Since last June, when the cosmetics giant filed for Chapter 11 bankruptcy protection, a crucial step toward the rehabilitation of Revlon has been made.

Just a few months ago, the $3.7 Billion debt load left Revlon too cash-poor to make timely payments to critical vendors in its cosmetics supply chain. Now, a restructuring agreement will allow them to turn over ownership of the company to its lenders and wipe out current shareholders.
The deal has become possible because Revlon has regained the support of a faction of critical secured lenders and its unsecured creditors, who had previously been at odds during the company’s bankruptcy. Once approved by a U.S. bankruptcy judge, the restructuring agreement will take effect, providing $44 Million to Revlon’s unsecured creditors, who would otherwise be last in line for repayment of their debts.
Known as the Brandco lenders, the secured lender faction includes private equity and hedge funds such as Ares Management and Oak Hill Advisors, which are owed close to $3 Billion.
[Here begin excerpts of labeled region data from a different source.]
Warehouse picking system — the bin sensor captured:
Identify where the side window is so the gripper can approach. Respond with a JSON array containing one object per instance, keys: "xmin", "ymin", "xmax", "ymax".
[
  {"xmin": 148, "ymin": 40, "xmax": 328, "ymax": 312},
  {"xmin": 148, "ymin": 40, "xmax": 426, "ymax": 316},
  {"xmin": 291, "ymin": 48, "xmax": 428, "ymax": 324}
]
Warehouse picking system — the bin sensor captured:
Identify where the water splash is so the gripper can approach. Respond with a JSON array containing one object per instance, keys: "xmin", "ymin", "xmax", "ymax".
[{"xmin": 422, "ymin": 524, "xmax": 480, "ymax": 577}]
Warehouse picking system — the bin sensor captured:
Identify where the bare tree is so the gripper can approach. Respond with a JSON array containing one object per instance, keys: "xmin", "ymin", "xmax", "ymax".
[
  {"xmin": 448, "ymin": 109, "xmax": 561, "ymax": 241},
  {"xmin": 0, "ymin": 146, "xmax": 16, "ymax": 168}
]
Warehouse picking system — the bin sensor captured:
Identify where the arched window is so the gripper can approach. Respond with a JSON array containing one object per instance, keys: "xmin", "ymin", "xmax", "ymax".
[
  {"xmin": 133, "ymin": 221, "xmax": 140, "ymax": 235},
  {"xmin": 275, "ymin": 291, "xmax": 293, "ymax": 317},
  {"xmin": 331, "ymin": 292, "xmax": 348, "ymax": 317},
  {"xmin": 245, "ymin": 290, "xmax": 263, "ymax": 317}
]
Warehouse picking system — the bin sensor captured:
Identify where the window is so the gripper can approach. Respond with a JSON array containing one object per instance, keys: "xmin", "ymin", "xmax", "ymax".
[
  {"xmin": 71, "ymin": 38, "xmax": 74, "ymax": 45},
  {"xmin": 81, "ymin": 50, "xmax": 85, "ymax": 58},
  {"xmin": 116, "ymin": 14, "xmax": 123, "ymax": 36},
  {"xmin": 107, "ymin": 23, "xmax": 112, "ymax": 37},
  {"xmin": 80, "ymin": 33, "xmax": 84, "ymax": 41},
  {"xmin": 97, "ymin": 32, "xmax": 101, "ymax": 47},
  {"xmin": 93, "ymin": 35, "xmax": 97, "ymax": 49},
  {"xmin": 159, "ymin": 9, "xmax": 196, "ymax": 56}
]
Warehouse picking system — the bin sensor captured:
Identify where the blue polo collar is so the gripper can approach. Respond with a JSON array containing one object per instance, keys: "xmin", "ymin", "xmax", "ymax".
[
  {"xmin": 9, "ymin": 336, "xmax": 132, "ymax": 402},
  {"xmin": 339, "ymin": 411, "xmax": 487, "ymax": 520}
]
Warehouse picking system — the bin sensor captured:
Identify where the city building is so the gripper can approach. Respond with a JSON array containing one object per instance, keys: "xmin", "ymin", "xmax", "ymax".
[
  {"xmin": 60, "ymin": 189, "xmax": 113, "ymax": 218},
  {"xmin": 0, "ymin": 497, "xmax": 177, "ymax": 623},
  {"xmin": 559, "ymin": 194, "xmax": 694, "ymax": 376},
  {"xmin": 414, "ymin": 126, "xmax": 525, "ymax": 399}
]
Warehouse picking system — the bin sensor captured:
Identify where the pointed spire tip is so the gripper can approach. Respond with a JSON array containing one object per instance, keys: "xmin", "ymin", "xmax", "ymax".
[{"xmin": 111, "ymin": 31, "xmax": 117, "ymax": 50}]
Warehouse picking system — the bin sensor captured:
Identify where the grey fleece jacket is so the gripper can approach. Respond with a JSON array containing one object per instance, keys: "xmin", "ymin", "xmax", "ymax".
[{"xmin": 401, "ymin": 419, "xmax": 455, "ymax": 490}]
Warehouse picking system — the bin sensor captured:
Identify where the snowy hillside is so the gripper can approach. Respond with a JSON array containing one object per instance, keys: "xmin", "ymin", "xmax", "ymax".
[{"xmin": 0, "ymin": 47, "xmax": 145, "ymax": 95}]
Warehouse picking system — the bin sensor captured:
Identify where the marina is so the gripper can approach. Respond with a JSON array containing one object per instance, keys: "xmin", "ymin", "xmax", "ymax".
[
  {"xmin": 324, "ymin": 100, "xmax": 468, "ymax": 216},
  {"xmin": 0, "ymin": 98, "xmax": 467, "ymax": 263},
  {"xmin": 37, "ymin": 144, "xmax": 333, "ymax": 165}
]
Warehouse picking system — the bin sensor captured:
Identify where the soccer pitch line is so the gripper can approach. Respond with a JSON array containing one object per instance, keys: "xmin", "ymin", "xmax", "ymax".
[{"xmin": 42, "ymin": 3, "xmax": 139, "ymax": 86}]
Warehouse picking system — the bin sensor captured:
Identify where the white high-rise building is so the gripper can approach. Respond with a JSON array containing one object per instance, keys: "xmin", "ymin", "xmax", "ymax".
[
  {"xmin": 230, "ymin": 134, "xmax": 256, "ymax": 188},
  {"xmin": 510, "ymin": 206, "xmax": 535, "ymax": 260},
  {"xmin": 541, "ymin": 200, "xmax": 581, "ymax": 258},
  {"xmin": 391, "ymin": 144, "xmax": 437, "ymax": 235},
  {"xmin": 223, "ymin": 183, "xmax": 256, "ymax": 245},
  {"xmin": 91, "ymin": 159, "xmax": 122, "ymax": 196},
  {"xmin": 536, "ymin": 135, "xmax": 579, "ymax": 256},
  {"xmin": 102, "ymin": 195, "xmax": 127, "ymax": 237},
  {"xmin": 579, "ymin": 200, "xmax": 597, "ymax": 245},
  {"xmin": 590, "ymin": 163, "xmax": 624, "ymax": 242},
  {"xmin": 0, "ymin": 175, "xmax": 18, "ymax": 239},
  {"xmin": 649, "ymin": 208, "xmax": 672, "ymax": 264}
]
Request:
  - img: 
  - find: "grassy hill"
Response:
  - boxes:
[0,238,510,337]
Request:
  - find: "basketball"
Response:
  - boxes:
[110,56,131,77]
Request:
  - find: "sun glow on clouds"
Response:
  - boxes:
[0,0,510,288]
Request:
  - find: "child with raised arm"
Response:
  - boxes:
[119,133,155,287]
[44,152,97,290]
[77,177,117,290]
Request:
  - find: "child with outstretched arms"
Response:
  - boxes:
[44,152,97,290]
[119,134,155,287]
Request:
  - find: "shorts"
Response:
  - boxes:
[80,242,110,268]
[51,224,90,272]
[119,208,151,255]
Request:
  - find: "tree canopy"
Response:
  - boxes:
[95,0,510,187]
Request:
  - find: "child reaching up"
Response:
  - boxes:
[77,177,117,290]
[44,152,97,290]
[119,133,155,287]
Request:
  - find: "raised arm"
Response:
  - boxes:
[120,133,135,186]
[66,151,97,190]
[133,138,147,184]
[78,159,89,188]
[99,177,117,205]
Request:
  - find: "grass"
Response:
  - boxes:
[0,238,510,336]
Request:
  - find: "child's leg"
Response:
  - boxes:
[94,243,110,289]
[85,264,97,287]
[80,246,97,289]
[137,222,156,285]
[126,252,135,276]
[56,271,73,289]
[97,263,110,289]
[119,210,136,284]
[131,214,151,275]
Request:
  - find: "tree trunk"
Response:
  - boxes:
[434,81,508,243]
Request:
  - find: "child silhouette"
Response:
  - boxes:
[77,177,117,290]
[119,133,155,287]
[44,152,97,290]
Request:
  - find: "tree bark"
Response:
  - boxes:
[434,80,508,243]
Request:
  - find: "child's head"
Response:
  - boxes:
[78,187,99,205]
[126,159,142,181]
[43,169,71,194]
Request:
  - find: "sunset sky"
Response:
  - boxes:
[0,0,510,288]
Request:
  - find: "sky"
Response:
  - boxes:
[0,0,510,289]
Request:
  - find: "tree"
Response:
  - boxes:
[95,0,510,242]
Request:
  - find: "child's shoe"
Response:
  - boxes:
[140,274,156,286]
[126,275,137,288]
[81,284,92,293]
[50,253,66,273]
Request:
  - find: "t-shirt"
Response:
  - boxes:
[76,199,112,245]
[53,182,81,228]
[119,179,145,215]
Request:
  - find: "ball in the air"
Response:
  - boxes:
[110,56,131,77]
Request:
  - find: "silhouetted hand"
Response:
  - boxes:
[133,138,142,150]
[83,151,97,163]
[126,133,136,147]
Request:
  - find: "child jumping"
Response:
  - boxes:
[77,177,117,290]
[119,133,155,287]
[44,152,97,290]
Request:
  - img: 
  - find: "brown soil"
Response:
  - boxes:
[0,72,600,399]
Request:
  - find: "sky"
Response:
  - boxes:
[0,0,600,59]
The restructuring agreement requires Revlon to get court approval on April 3rd, a condition that would allow the company to exit bankruptcy on April 17th, 2023.
Following the potential exit from Chapter 11, Revlon might be looking for a sale as the restructuring agreement allows the company to accept offers from buyers as long as the amount is high enough to fully repay the Brandco lenders.

There is still no news about it.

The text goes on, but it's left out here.